Same as TABLE but creates a CREATE OR REPLACE VIEW instead. Does not support incremental strategies.

# reports/orders/recent.py  →  reports.orders.recent
from clair import Trouve, TrouveType
from refined.orders.daily import trouve as daily_orders

trouve = Trouve(
    type=TrouveType.VIEW,
    sql=f"""
        SELECT *
        FROM {daily_orders}
        WHERE created_date >= dateadd('day', -30, current_date())
    """,
)

PandasTrouve

When SQL isn't the right tool, use PandasTrouve. Instead of an f-string query, you supply a Python function. Clair fetches the upstream tables from Snowflake as DataFrames, calls your function on the machine running clair, then writes the result back to Snowflake.

# derived/products/top_rated.py
import pandas as pd
from clair import PandasTrouve
from refined.products.catalog import trouve as catalog
from refined.products.reviews import trouve as reviews

def top_rated(inputs):
    df = inputs["catalog"].merge(inputs["reviews"], on="product_id")
    return (
        df.groupby(["product_id", "name"])["rating"]
        .mean()
        .reset_index()
        .query("rating >= 4")
    )

trouve = PandasTrouve(
    inputs={"catalog": catalog, "reviews": reviews},
    transform=top_rated,
)

Key differences from Trouve:

Trouve PandasTrouve
Execution Inside Snowflake Locally on the clair machine
Output type TABLE or VIEW TABLE only
Incremental Supported Full-refresh only
SQL Required (TABLE/VIEW) Not used
Dependencies f-string imports inputs dict

Everything else — DAG integration, --select filtering, data quality tests, clair dag output — works the same way.

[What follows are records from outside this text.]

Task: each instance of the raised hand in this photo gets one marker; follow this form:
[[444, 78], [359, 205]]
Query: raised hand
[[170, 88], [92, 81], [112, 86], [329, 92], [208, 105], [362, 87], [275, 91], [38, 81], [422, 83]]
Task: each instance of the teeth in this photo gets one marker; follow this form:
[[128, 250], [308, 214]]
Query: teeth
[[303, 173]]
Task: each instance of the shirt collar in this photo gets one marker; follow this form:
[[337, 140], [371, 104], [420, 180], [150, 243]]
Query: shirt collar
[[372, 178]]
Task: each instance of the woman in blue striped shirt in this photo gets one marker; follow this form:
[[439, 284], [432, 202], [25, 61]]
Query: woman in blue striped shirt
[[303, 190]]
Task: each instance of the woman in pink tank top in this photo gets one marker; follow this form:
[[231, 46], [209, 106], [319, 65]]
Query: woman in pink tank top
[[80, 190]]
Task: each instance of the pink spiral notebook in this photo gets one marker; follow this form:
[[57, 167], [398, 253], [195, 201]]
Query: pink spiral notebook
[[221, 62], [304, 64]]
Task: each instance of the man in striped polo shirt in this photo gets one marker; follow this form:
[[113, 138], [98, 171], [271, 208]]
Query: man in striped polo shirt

See the Pandas-native guide for a full walkthrough.

After discovery

Once clair discovers a Trouve, it sets compiled attributes. Two useful properties become available:

  • trouve.full_name — the fully-qualified Snowflake name (e.g. refined.orders.daily)
  • trouve.is_compiledTrue once the project has been discovered

Accessing full_name before discovery raises RuntimeError.